Okay, that being said, what have I decided to do now?

This is an interesting question. I've always believed that a person controls his own destiny. In the last week, I decided to make some changes to the life of this person currently known as Richard.

One fact is true - I am so very, very tired after all of these years of the daily struggle with a life threatening illness. I was amply rewarded with her love and her presence (she is the most incredible being that I've ever known), but the battle to keep her alive was beyond exhausting. I will never again willingly take on this role. It demanded everything that I had and more, and without the help of my church, my religious convictions, my friends, the incredible company that I work for, and most of all, her incredible love for me, I do not believe that I would have survived at all. I did learn that I can accomplish the impossible and still thrive, but now that I've learned the lesson I have no desire to repeat the experience.

A year or so ago, I had a brilliant idea. I decided to get out to the Los Angeles Arboretum for an afternoon. I took lots of pictures of birds, flowers and plants, and I showed these to Claudia. She could not leave the apartment (she was very, very ill at the time) but I realized that I could bring the world to her via a digital camera. I could share with her my experiences of the outside world and bring a little more joy and happiness into her life. She was thrilled, not only because she got to see the pictures, but because I was able to get out and do things on my own. This made her happy.

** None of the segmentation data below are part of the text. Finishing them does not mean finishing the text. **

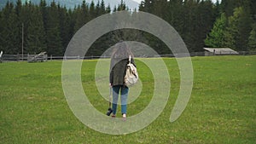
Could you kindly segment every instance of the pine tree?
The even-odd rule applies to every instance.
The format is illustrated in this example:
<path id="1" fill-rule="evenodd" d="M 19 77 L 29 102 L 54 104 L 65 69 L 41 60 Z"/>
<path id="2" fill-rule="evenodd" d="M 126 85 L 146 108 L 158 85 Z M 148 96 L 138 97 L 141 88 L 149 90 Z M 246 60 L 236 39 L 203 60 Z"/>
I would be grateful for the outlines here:
<path id="1" fill-rule="evenodd" d="M 247 51 L 251 26 L 249 13 L 243 7 L 236 8 L 234 14 L 229 18 L 227 31 L 224 32 L 225 45 L 236 50 Z"/>
<path id="2" fill-rule="evenodd" d="M 44 21 L 42 13 L 39 7 L 31 5 L 30 6 L 30 21 L 26 26 L 26 52 L 29 54 L 38 54 L 42 51 L 46 51 L 45 43 L 45 32 L 44 27 Z"/>
<path id="3" fill-rule="evenodd" d="M 60 32 L 60 20 L 58 9 L 55 2 L 47 9 L 46 42 L 47 53 L 49 55 L 63 55 L 63 47 Z"/>
<path id="4" fill-rule="evenodd" d="M 2 12 L 1 21 L 1 47 L 4 54 L 20 54 L 21 49 L 19 45 L 19 24 L 17 14 L 13 3 L 8 2 Z"/>
<path id="5" fill-rule="evenodd" d="M 250 32 L 248 49 L 250 51 L 256 51 L 256 23 L 253 24 L 253 30 Z"/>
<path id="6" fill-rule="evenodd" d="M 227 19 L 225 14 L 223 13 L 215 21 L 213 28 L 205 40 L 205 44 L 211 48 L 224 47 L 224 37 L 226 26 Z"/>

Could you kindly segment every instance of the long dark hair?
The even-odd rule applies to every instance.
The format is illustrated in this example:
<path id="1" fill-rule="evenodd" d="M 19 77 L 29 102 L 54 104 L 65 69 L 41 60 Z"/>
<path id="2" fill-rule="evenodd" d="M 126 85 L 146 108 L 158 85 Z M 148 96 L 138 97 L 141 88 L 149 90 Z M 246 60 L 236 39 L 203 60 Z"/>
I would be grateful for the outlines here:
<path id="1" fill-rule="evenodd" d="M 112 55 L 112 58 L 126 59 L 129 58 L 129 55 L 133 57 L 133 54 L 125 42 L 121 41 L 116 43 L 114 47 L 115 49 Z"/>

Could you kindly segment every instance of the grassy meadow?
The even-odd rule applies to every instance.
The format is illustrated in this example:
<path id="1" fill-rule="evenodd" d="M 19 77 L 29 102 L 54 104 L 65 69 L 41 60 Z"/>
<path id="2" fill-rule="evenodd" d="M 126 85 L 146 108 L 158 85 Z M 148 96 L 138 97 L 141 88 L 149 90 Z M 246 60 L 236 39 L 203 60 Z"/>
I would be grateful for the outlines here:
<path id="1" fill-rule="evenodd" d="M 255 55 L 193 57 L 192 95 L 174 123 L 169 118 L 179 68 L 175 59 L 164 61 L 172 82 L 167 105 L 148 127 L 122 135 L 95 131 L 73 115 L 62 90 L 61 60 L 0 63 L 0 143 L 255 143 Z M 90 102 L 105 113 L 108 103 L 95 84 L 96 62 L 84 60 L 81 78 Z M 128 105 L 128 116 L 143 111 L 153 93 L 148 67 L 136 62 L 145 88 Z"/>

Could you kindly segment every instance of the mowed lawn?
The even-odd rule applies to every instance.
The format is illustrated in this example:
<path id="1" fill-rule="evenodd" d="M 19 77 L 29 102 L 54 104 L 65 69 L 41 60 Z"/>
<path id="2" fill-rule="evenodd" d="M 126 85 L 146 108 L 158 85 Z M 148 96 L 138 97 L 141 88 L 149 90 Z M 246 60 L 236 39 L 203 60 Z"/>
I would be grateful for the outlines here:
<path id="1" fill-rule="evenodd" d="M 62 90 L 62 61 L 1 63 L 0 143 L 255 143 L 255 55 L 193 57 L 192 95 L 174 123 L 169 118 L 179 68 L 175 59 L 164 60 L 172 81 L 167 105 L 148 127 L 122 135 L 95 131 L 74 116 Z M 81 78 L 90 101 L 105 114 L 108 101 L 95 84 L 96 63 L 84 60 Z M 152 98 L 152 73 L 139 60 L 137 65 L 145 89 L 128 105 L 128 116 L 143 111 Z"/>

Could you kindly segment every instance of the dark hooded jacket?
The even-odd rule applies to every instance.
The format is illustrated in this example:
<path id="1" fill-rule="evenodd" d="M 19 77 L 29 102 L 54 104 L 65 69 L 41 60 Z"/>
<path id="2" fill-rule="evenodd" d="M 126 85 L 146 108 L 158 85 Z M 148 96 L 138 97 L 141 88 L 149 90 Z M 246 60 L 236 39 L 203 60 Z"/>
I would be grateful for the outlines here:
<path id="1" fill-rule="evenodd" d="M 113 57 L 110 64 L 109 82 L 112 86 L 125 85 L 124 78 L 129 58 Z M 136 66 L 133 58 L 131 62 Z"/>

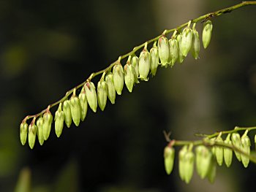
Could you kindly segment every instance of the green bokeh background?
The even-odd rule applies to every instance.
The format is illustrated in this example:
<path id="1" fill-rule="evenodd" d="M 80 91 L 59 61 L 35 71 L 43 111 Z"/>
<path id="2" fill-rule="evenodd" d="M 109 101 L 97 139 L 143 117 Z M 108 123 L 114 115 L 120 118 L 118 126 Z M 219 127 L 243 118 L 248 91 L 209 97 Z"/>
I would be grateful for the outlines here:
<path id="1" fill-rule="evenodd" d="M 181 182 L 178 159 L 167 176 L 162 131 L 195 139 L 195 133 L 256 125 L 255 7 L 213 18 L 211 42 L 200 59 L 189 55 L 182 65 L 159 68 L 103 112 L 89 111 L 79 127 L 65 127 L 60 138 L 53 129 L 32 150 L 19 138 L 26 115 L 91 72 L 165 28 L 239 2 L 1 1 L 0 191 L 248 191 L 256 166 L 244 169 L 235 158 L 231 168 L 217 168 L 213 185 L 196 174 L 189 185 Z M 201 34 L 201 24 L 197 28 Z"/>

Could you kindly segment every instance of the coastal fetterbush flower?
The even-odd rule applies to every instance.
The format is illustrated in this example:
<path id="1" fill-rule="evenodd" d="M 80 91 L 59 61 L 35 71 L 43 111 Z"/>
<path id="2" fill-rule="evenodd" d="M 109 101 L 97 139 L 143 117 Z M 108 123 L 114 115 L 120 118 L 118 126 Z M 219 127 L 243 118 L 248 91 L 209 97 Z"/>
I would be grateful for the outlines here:
<path id="1" fill-rule="evenodd" d="M 104 78 L 98 82 L 97 99 L 99 107 L 103 111 L 107 104 L 107 82 Z"/>
<path id="2" fill-rule="evenodd" d="M 164 35 L 162 35 L 158 39 L 157 47 L 161 66 L 167 67 L 167 64 L 170 61 L 169 42 Z"/>
<path id="3" fill-rule="evenodd" d="M 182 54 L 182 52 L 181 50 L 181 40 L 182 40 L 182 36 L 179 34 L 177 35 L 177 42 L 178 45 L 178 63 L 181 64 L 184 59 L 184 57 Z"/>
<path id="4" fill-rule="evenodd" d="M 63 112 L 64 113 L 64 120 L 65 120 L 66 125 L 68 128 L 69 128 L 72 123 L 72 115 L 71 115 L 69 100 L 65 100 L 63 102 L 62 108 L 63 108 Z"/>
<path id="5" fill-rule="evenodd" d="M 212 153 L 204 145 L 198 145 L 195 148 L 196 168 L 198 175 L 201 179 L 204 179 L 208 172 Z"/>
<path id="6" fill-rule="evenodd" d="M 216 169 L 217 169 L 216 161 L 215 161 L 215 158 L 212 155 L 212 158 L 211 158 L 211 160 L 210 166 L 208 168 L 208 173 L 207 173 L 208 180 L 211 183 L 214 183 L 215 177 L 216 177 Z"/>
<path id="7" fill-rule="evenodd" d="M 242 147 L 242 144 L 241 144 L 241 137 L 240 134 L 238 133 L 233 133 L 231 134 L 231 141 L 233 145 L 238 149 L 241 149 Z M 241 161 L 241 153 L 237 151 L 237 150 L 234 150 L 236 156 L 237 158 L 237 159 Z"/>
<path id="8" fill-rule="evenodd" d="M 42 135 L 46 141 L 50 135 L 51 129 L 51 123 L 53 122 L 53 115 L 50 110 L 47 110 L 42 116 Z"/>
<path id="9" fill-rule="evenodd" d="M 172 147 L 167 146 L 164 150 L 165 168 L 166 173 L 170 174 L 173 171 L 174 163 L 175 150 Z"/>
<path id="10" fill-rule="evenodd" d="M 20 137 L 22 145 L 24 145 L 28 136 L 29 126 L 25 120 L 23 120 L 20 126 Z"/>
<path id="11" fill-rule="evenodd" d="M 78 99 L 81 107 L 81 120 L 83 121 L 86 117 L 88 109 L 87 99 L 84 87 L 82 88 L 81 91 L 78 95 Z"/>
<path id="12" fill-rule="evenodd" d="M 69 99 L 72 119 L 76 126 L 79 126 L 81 119 L 81 107 L 78 97 L 75 94 Z"/>
<path id="13" fill-rule="evenodd" d="M 62 133 L 64 126 L 64 113 L 62 111 L 62 103 L 60 103 L 57 111 L 55 112 L 55 133 L 59 137 Z"/>
<path id="14" fill-rule="evenodd" d="M 133 55 L 131 59 L 131 64 L 135 69 L 135 82 L 138 83 L 138 78 L 139 77 L 139 58 L 136 55 Z"/>
<path id="15" fill-rule="evenodd" d="M 200 39 L 198 32 L 195 29 L 195 23 L 194 23 L 192 28 L 193 40 L 191 46 L 191 53 L 193 58 L 197 59 L 200 51 Z"/>
<path id="16" fill-rule="evenodd" d="M 169 45 L 170 45 L 170 66 L 173 66 L 175 62 L 176 62 L 178 58 L 178 54 L 179 54 L 178 44 L 176 37 L 173 37 L 169 40 Z"/>
<path id="17" fill-rule="evenodd" d="M 184 181 L 186 183 L 189 183 L 193 176 L 194 172 L 194 161 L 195 155 L 193 152 L 188 151 L 184 157 Z"/>
<path id="18" fill-rule="evenodd" d="M 207 20 L 203 23 L 202 40 L 203 47 L 205 49 L 207 48 L 208 45 L 211 42 L 212 28 L 213 25 L 210 20 Z"/>
<path id="19" fill-rule="evenodd" d="M 44 136 L 42 134 L 42 124 L 43 124 L 43 118 L 42 117 L 39 117 L 37 120 L 37 139 L 40 145 L 42 145 L 45 142 Z"/>
<path id="20" fill-rule="evenodd" d="M 37 126 L 35 124 L 36 118 L 34 118 L 29 126 L 29 145 L 33 149 L 37 137 Z"/>
<path id="21" fill-rule="evenodd" d="M 219 143 L 222 143 L 223 140 L 222 137 L 219 136 L 216 139 L 216 142 Z M 222 165 L 223 163 L 223 147 L 221 146 L 215 147 L 215 155 L 217 163 L 219 166 Z"/>
<path id="22" fill-rule="evenodd" d="M 184 145 L 178 152 L 178 173 L 181 180 L 185 180 L 185 155 L 187 153 L 187 145 Z"/>
<path id="23" fill-rule="evenodd" d="M 182 55 L 187 57 L 192 45 L 193 33 L 192 29 L 189 27 L 184 28 L 181 36 L 182 38 L 179 48 Z"/>
<path id="24" fill-rule="evenodd" d="M 115 104 L 116 88 L 114 85 L 113 74 L 111 72 L 108 73 L 105 79 L 108 85 L 107 95 L 108 99 L 110 101 L 111 104 Z"/>
<path id="25" fill-rule="evenodd" d="M 127 64 L 124 66 L 124 82 L 129 92 L 132 91 L 133 85 L 135 82 L 136 72 L 132 65 L 130 64 L 130 58 L 128 58 Z"/>
<path id="26" fill-rule="evenodd" d="M 159 57 L 158 54 L 158 49 L 156 45 L 150 50 L 150 70 L 153 76 L 156 75 L 157 67 L 159 64 Z"/>
<path id="27" fill-rule="evenodd" d="M 232 145 L 232 142 L 230 140 L 230 134 L 228 134 L 226 139 L 224 141 L 224 143 Z M 230 167 L 232 163 L 233 158 L 233 150 L 228 147 L 224 148 L 224 161 L 227 167 Z"/>
<path id="28" fill-rule="evenodd" d="M 142 80 L 147 81 L 148 80 L 148 74 L 150 70 L 150 53 L 146 46 L 140 52 L 139 57 L 139 78 Z"/>
<path id="29" fill-rule="evenodd" d="M 121 95 L 124 88 L 124 69 L 119 62 L 113 67 L 113 79 L 116 93 Z"/>
<path id="30" fill-rule="evenodd" d="M 250 155 L 250 146 L 251 142 L 249 138 L 247 135 L 248 130 L 246 130 L 244 134 L 241 137 L 241 142 L 242 145 L 242 151 L 245 154 L 241 154 L 241 159 L 244 167 L 247 167 L 249 163 L 249 155 Z"/>
<path id="31" fill-rule="evenodd" d="M 96 112 L 98 103 L 94 84 L 91 81 L 88 81 L 84 85 L 84 89 L 86 91 L 88 104 L 92 111 Z"/>

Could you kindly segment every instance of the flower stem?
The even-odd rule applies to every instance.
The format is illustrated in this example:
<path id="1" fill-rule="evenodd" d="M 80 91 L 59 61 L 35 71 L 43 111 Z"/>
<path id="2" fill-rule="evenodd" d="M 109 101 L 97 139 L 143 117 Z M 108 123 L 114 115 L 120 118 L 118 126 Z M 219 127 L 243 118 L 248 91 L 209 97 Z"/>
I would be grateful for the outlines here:
<path id="1" fill-rule="evenodd" d="M 230 12 L 235 9 L 237 9 L 238 8 L 241 8 L 242 7 L 244 7 L 244 6 L 247 6 L 247 5 L 256 5 L 256 1 L 243 1 L 240 4 L 236 4 L 236 5 L 233 5 L 233 6 L 231 6 L 230 7 L 227 7 L 227 8 L 225 8 L 225 9 L 220 9 L 220 10 L 218 10 L 218 11 L 216 11 L 216 12 L 210 12 L 210 13 L 207 13 L 206 15 L 203 15 L 202 16 L 200 16 L 199 18 L 195 18 L 195 19 L 193 19 L 193 20 L 189 20 L 189 22 L 187 22 L 176 28 L 172 28 L 172 29 L 166 29 L 165 30 L 165 35 L 167 34 L 170 34 L 173 31 L 179 31 L 180 29 L 181 29 L 182 28 L 185 27 L 186 26 L 187 26 L 189 24 L 189 23 L 197 23 L 199 21 L 202 21 L 202 23 L 205 22 L 206 20 L 211 18 L 214 18 L 214 17 L 217 17 L 217 16 L 219 16 L 219 15 L 222 15 L 222 14 L 225 14 L 225 13 L 227 13 L 227 12 Z M 37 118 L 40 115 L 42 115 L 44 112 L 45 112 L 47 110 L 50 110 L 50 108 L 52 108 L 53 107 L 56 106 L 56 105 L 58 105 L 59 104 L 60 104 L 61 102 L 63 102 L 64 101 L 65 101 L 69 96 L 70 94 L 72 93 L 74 89 L 78 89 L 80 88 L 81 88 L 82 86 L 83 86 L 87 81 L 91 81 L 94 77 L 100 74 L 102 74 L 102 73 L 107 73 L 108 71 L 110 71 L 113 66 L 116 64 L 116 62 L 118 61 L 120 61 L 121 60 L 129 56 L 129 55 L 134 55 L 138 50 L 139 50 L 140 49 L 141 49 L 142 47 L 143 47 L 145 46 L 146 44 L 150 44 L 151 42 L 154 42 L 155 41 L 157 41 L 158 39 L 159 39 L 161 37 L 162 34 L 161 35 L 159 35 L 150 40 L 148 40 L 146 41 L 146 42 L 138 45 L 138 46 L 136 46 L 135 47 L 134 47 L 134 49 L 129 52 L 128 53 L 125 54 L 125 55 L 121 55 L 118 60 L 116 60 L 116 61 L 114 61 L 113 63 L 112 63 L 110 66 L 108 66 L 107 68 L 102 69 L 102 70 L 100 70 L 99 72 L 94 72 L 92 74 L 91 74 L 91 75 L 89 76 L 89 77 L 86 80 L 84 81 L 83 82 L 80 83 L 80 85 L 75 86 L 75 88 L 73 88 L 72 89 L 68 91 L 66 93 L 66 95 L 62 97 L 60 100 L 59 100 L 58 101 L 53 103 L 53 104 L 51 104 L 48 106 L 48 107 L 45 110 L 43 110 L 42 111 L 41 111 L 40 112 L 37 113 L 37 114 L 35 114 L 35 115 L 27 115 L 24 119 L 23 120 L 26 121 L 26 120 L 28 119 L 30 119 L 30 118 Z M 225 132 L 225 131 L 224 131 Z"/>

That's when I began making my weekend trips, and I have learned to enjoy my visits to the outdoors immensely. These trips will continue, although my purpose has changed. Now I am traveling all over for my own pleasure. This is a gift from Claudia, the gift of freedom. She is responsible in many ways for my discovery that I love this state, it's gardens and natural places.

Thus, I am going to spend some time over the next few months, quite a bit of time, wandering among the gardens, parks, preserves, museums, beaches and other places in this incredible state of California. I am going to spend this time by myself, reflecting on life, getting some space, and just looking at pretty things. I need to be alone, more than anything right now, and I need to get out into the world. California is one of the most incredible places on this planet, and I want to see all of it.

One thought I had in Joshua Tree was to "make Claudia proud of me". I know what would make her proud. If we met again in the future, I know she would ask me these questions:

  • Am I happy?
  • Am I ethical?
  • Am I doing what I want to do?
  • Am I contributing to my job, my society and my religion?
  • Am I proud of my life and what I've accomplished?

If I answered yes to all of those questions, then my wife would simply say, "yes, I am proud of you". So that's what I am planning on doing. And actually, that's what I've been doing all along. So that's will I will continue to do.